All that is missing from this family idyll is a mother. Nim's disappeared years earlier, possibly in an accident involving buccaneers and a whale, or, at least, that is the story Jack has told his daughter, and so she fills the gap in her life with an active imagination, sparked by the novels that she reads every night about globe-trotting adventurer Alex Rover.
Meanwhile, in San Francisco, Alex Rover's creator, the novelist Alexandra Rover (Jodie Foster), can now add writer's block to her many other ailments, including high stress, severe agoraphobia and a general aversion to human contact. Stumped for ideas and with a deadline looming, she reads about Jack in an online article and emails him for advice on volcanoes, but as Jack has been missing for several days in a monsoon, isolated Nim replies instead, hoping that Alex Rover can come to her rescue. For Alexandra, just stepping outside her front door is adventure enough, but egged on by her alter ego Alex (also played by Butler), she is soon heading halfway around the world to Nim's island, where fiction turns to reality and broken families are put back together again.
Writer/director team (and real life couple) Mark Levin and Jennifer Flackett have certainly made a busy film, stuffing it with all manner of wholesome themes (family values, the power of the imagination, the human need to reach out to others, etc), but those members of the audience over the age of 10 may find themselves a little undiverted by such sweet confection.
The character of Alexandra Rover seems to be compensation for this, there to lend the childish shenanigans some adult ballast. Perhaps that is why she is shown engaging in physical altercations with her id-like Alex, as though in some Fight Club-style psychodrama, or struggling to adapt to the “real” world outside her ivory tower, like the heroine of Adaptation. Yet, for all the curiosity of seeing Foster in a rare comic role, her neurotic, tic-afflicted, accident-prone Alexandra annoys more than engages, which is a problem for a character who contributes so little to the actual plot, apart from diversion - she certainly does not rescue the ever resourceful Nim.

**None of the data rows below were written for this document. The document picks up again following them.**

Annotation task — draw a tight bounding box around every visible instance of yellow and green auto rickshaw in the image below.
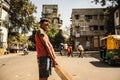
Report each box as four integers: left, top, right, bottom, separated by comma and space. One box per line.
100, 35, 120, 64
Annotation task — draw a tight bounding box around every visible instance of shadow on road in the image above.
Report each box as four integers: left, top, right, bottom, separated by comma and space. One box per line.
90, 61, 120, 68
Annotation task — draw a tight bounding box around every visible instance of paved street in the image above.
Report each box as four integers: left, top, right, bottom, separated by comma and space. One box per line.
0, 52, 120, 80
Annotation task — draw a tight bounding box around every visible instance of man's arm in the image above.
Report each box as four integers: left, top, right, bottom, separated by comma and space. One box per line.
37, 32, 57, 64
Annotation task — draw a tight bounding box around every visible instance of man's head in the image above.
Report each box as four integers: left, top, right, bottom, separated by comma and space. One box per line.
40, 19, 50, 31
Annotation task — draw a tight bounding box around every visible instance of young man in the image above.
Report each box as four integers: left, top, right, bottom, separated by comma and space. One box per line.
35, 19, 57, 80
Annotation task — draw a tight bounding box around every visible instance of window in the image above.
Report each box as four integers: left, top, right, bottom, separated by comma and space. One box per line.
75, 15, 79, 19
89, 26, 94, 31
53, 8, 57, 13
93, 14, 98, 19
75, 26, 80, 28
93, 25, 98, 30
85, 15, 92, 19
116, 12, 118, 18
100, 26, 104, 30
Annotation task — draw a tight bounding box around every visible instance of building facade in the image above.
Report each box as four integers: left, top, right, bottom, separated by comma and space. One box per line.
70, 8, 106, 50
114, 7, 120, 35
41, 4, 62, 29
0, 0, 10, 54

Indeed, there is something of a double standard in the film's presentation of Alexandra, held up for ridicule because of her choice to isolate herself from the outside world, even as Nim and Jack are celebrated for doing precisely the same thing. Similarly contradictory is the way that the film carefully distinguishes Nim's imaginary and real worlds, only to populate her “reality” with preposterous anthropomorphised animals. Perhaps we are to suppose that ultimately everything emerges from Nim's fertile imagination - she is, after all, the narrator – which raises the spectre of unwelcome alternatives. If all that we see on screen is so much escapist fantasy, then that licenses us to construct a contrasting reality, where, say, Nim's father is not helped by a pelican to rebuild his boat and so dies at sea (as his wife did earlier), where Alexandra is as much a figment of Nim's imagination as Alex is a figment of both, and where Nim in the end is left on the island, alone, injured and without hope, merely dreaming up her ideal family as a distraction from the pain, hunger and approaching death. Maybe, this is an adults' film after all.
Not that any of it is likely to bother the kids. Breslin, meanwhile, proves once again that she is a ray of (little miss) sunshine, already ascending to superstardom, as Foster once did before her, at a very early age.